Ho la sensazione che le istituzioni non abbiano un particolare interesse per il collezionismo in genere e che spesso si rivolgano a noi solo perché hanno bisogno di alcune opere per i loro allestimenti, ma non certamente per instaurare un rapporto organico e collaborativo.
Questo lo si evidenzia anche vedendo la composizione dei CdA dei vari musei e istituzioni in cui non trovano spazio i collezionisti e dove, invece, abbondano imprenditori e persone legate al mondo della politica.
ArtVerona è fra le tre fiere più in crescita del nord Italia. A suo modo di vedere, perché, durante questa kermesse, il collezionismo privato, emergente e affermato, ha trovato maggiore terreno fertile, una voce differente? Quali strategie ha affrontato, come ad esempio il Comitato d’Indirizzo?
La fiera ha voluto coinvolgere in maniera effettiva i collezionisti che avevano voglia e tempo di impegnarsi con le loro idee e proposte nell’organizzazione dell’evento fieristico e del fuori fiera. Il clima tra i collezionisti e lo staff dirigenziale è stato fin da subito molto positivo. Il risultato di questa collaborazione è la nuova edizione di ArtVerona, dove hanno trovato spazio alcune nostre idee e già ne stiamo raccogliendo di nuove per l’edizione dell’anno prossimo.
Potrebbe raccontarci in breve come la Collezione De Iorio parteciperà al Festival Veronetta? Quali saranno le tematiche valorizzate del percorso?
Il Festival Veronetta è un progetto che si è sviluppato intorno a un’idea di Christian Caliandro con l’intento di creare, attraverso il coinvolgimento artistico del quartiere di Veronetta, un processo di integrazione e collaborazione della sua componente multietnica. Sono convinto che questo progetto entusiasmante dimostri il nostro impegno in un campo che trascende i tradizionali interessi di una fiera; l’originalità e la sua valenza sociale possano essere di esempio per altre città.
Perché scegliere, per esplicitare la propria presenza in questa edizione, il lavoro di Benni Bosetto, Gabriele De Santis ed Helena Hladilová, invitata dall’art project Treti Galaxie?
In questo Festival sono entrato casualmente quando Gabriele, di cui sono già un entusiasta collezionista per la fantasia e l’ironia dei suoi lavori, mi ha chiesto di aiutarlo a trovare un luogo dove realizzare un progetto che aveva in mente. Quando mi sono imbattuto in un ex ristorante di Veronetta, che Marina Ruggieri, una cara amica che lavora nel mondo dell’arte, mi ha messo a disposizione, vedendo che gli spazi erano molto articolati, ho pensato fosse l’occasione per me di promuovere altri progetti che mi stavano a cuore. Il mio pensiero è andato subito a Benni Bosetto, il cui lavoro mi affascina particolarmente e che seguo da tempo. Di Helena Hladilová mi avevano molto colpito alcuni lavori visti da Treti Galaxie e soprattutto un magnifico tappeto pieno di riferimenti mitologici e fantastici visto a Palermo nello spazio Ascensore.

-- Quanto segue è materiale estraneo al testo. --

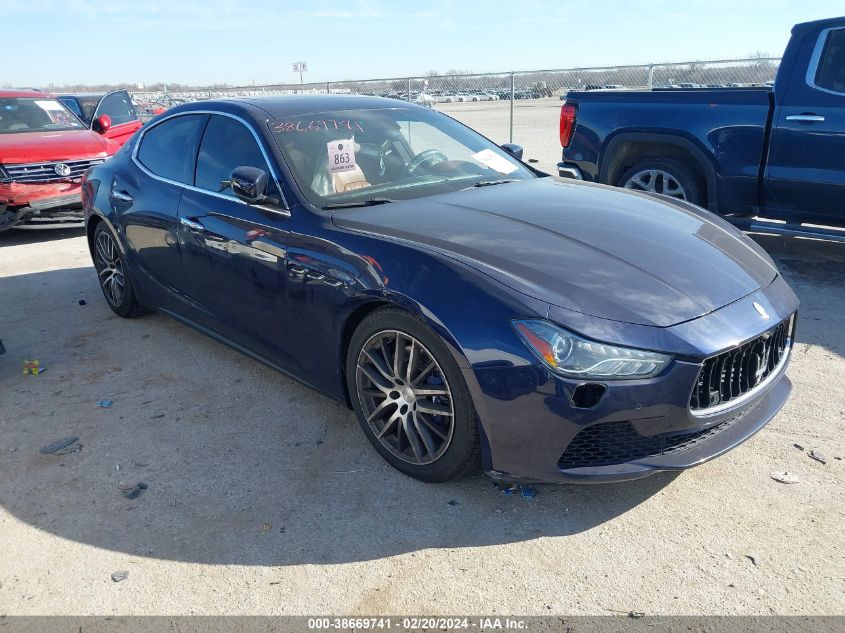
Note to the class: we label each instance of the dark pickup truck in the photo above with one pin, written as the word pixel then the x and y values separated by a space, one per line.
pixel 776 155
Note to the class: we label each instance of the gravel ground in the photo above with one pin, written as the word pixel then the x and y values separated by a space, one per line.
pixel 264 497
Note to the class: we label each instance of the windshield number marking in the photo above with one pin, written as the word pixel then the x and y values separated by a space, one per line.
pixel 341 155
pixel 315 125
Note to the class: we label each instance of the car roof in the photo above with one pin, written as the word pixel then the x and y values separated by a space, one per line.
pixel 293 105
pixel 823 22
pixel 12 94
pixel 87 95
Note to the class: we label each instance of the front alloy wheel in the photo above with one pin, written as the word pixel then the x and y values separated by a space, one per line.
pixel 405 397
pixel 110 269
pixel 113 275
pixel 410 397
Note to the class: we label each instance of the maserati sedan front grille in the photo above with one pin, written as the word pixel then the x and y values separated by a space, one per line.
pixel 741 371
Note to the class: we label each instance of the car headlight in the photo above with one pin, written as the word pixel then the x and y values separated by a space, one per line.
pixel 577 357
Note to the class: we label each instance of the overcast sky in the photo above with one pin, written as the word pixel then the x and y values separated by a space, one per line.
pixel 221 41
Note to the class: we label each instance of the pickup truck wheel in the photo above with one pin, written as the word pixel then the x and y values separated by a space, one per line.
pixel 664 176
pixel 410 397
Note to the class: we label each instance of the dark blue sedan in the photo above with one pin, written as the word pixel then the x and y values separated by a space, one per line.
pixel 466 306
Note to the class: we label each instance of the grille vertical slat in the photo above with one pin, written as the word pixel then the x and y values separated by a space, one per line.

In Brasile, alcuni anni fa, un ristretto, ma agguerrito, numero di collezionisti riuscì a modificare una legge-tagliola che regolamentava la tassa su importazioni e esportazioni, impedendo a galleristi stranieri di approdare a SP-Arte. Se potesse esistere una corporazione di collezionisti in Italia, quali leggi, quali sgravi o incentivi chiedere al Governo italiano?
La prima cosa che mi viene in mente è che dovrebbero essere uniformate in tutti i Paesi europei le tariffe IVA per le opere d’arte, mentre attualmente esistono delle grandi differenze che favoriscono, conseguentemente, le gallerie di alcuni Paesi stranieri rispetto a quelle italiane. Inoltre, sarebbe auspicabile che si trovassero delle forme di detrazione fiscale per le sponsorizzazioni di eventi culturali e che venissero introdotte delle agevolazioni dell’IVA per gli acquisti finalizzati ai depositi museali a lungo termine (10/20 anni).

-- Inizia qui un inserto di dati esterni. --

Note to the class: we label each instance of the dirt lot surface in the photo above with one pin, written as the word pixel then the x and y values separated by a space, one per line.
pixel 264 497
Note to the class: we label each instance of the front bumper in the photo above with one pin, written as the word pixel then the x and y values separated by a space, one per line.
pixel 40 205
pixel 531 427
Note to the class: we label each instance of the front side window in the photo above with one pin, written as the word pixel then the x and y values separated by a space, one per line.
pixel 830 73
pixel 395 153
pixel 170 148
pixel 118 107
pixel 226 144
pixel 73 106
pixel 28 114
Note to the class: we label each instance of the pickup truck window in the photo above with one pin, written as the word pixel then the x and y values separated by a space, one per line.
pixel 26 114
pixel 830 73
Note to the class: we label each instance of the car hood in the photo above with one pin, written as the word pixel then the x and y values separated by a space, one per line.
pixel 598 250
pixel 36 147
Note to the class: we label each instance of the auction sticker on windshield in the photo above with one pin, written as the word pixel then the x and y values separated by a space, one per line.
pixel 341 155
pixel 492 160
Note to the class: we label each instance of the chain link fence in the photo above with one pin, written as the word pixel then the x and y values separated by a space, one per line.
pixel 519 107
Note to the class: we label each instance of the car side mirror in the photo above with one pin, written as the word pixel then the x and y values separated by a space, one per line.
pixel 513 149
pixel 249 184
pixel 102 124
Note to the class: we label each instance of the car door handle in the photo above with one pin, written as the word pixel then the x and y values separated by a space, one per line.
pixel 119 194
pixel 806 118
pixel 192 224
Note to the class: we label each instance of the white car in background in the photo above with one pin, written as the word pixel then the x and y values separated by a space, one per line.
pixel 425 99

Potrebbe esprimere un pensiero che accompagni la tredicesima edizione di Art Verona?
Più che un pensiero è un invito, rivolto ai collezionisti e agli operatori coinvolti nel sistema dell’arte, a venire ad ArtVerona, visitare la fiera e i suoi eventi collaterali, e a comunicarci osservazioni e consigli per migliorare le prossime edizioni.